Compiled by Deep潮 TechFlow

Shenchao Summary: AI agents now account for nearly one-fifth of DeFi trading volume and have indeed outperformed humans in rule-based scenarios like yield optimization. However, when it comes to autonomous trading, even top-tier AI performs worse than one-fifth of top human traders. This study breaks down AI’s real-world performance across different DeFi scenarios—essential reading for anyone interested in automated trading.

Key Points

Automation and agent activities currently account for approximately 19% of all on-chain activity, but true end-to-end autonomy has not yet been achieved.

In narrow, well-defined use cases such as yield optimization, agents have demonstrated superior performance compared to humans and bots. However, for multifaceted actions like trading, humans outperform agents.

Among agents, model selection and risk management have the greatest impact on trading performance.

As agents are adopted at scale, several risks related to trust and execution arise, including sybil attacks, strategy congestion, and privacy trade-offs.

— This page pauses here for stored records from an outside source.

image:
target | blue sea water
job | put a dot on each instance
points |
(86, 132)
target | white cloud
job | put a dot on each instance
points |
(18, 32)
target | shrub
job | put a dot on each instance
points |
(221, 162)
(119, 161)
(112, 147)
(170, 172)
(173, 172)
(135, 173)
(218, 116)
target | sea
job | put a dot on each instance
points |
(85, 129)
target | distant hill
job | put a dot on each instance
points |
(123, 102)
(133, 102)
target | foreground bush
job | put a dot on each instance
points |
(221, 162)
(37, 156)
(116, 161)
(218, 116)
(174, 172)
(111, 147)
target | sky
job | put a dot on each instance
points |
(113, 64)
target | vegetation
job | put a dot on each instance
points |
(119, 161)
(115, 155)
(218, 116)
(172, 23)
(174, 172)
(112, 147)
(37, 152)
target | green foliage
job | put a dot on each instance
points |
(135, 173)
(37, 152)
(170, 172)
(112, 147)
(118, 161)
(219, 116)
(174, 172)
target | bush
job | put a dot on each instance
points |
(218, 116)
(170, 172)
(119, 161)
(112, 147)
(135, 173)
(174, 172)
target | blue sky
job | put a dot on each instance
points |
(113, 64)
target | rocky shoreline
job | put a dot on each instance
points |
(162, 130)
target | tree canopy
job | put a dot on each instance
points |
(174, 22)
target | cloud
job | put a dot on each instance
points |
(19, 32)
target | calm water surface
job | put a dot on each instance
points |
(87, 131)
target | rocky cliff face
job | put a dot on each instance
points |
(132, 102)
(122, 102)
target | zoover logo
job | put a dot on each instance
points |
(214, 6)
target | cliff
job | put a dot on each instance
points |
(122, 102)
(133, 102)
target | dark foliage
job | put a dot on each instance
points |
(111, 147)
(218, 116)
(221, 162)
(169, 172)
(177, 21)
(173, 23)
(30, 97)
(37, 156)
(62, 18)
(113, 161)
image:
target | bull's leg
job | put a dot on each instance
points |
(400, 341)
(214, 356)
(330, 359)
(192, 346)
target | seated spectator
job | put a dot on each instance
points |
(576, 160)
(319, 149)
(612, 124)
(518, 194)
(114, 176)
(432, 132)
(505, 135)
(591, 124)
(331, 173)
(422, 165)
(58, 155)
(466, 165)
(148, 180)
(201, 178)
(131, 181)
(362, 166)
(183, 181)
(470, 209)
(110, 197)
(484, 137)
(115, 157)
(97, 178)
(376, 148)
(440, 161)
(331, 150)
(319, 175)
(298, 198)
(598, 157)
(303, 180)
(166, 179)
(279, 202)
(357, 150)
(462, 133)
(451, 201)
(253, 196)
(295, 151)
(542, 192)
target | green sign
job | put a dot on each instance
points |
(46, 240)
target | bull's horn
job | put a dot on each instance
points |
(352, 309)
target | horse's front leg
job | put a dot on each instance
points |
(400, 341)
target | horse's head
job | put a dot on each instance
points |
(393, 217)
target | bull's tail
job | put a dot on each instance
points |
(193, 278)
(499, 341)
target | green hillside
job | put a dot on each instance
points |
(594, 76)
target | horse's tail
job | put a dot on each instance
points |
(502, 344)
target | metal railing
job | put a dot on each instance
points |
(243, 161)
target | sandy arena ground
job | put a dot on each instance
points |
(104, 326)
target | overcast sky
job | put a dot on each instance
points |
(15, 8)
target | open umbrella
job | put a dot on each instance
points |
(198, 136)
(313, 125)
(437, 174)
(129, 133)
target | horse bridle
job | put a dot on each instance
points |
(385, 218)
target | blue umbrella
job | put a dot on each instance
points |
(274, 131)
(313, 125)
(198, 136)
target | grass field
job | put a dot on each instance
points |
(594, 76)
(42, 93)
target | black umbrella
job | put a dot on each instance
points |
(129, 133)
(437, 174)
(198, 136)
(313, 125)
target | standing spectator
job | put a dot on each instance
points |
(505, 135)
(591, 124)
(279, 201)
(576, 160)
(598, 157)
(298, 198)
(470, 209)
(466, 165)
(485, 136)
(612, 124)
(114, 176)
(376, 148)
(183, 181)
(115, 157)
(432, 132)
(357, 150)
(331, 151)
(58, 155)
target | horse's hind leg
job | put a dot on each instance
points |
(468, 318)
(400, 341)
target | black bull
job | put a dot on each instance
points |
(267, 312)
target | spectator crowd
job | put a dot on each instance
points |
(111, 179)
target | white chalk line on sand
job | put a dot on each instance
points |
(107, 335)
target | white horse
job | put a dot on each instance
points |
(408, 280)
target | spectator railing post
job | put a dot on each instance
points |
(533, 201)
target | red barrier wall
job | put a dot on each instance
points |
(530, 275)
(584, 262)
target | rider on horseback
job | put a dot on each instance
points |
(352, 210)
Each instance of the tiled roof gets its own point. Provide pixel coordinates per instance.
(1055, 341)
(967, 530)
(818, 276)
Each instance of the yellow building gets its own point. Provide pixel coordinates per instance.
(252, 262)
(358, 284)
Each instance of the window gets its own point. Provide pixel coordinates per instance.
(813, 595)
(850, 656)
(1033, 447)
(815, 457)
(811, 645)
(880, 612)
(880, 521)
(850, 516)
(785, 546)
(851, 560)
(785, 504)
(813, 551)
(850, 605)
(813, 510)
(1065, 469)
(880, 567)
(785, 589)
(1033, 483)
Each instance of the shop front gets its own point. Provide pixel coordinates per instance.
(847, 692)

Agent activity continues to grow

Over the past year, agent activity has grown steadily, with both transaction volume and number of transactions increasing. We’ve seen Coinbase’s x402 protocol spearheading major developments, with players like Visa, Stripe, and Google joining in to launch their own standards. Most of the infrastructure currently being built is designed to serve two primary use cases: channels between agents and agent invocations triggered by humans.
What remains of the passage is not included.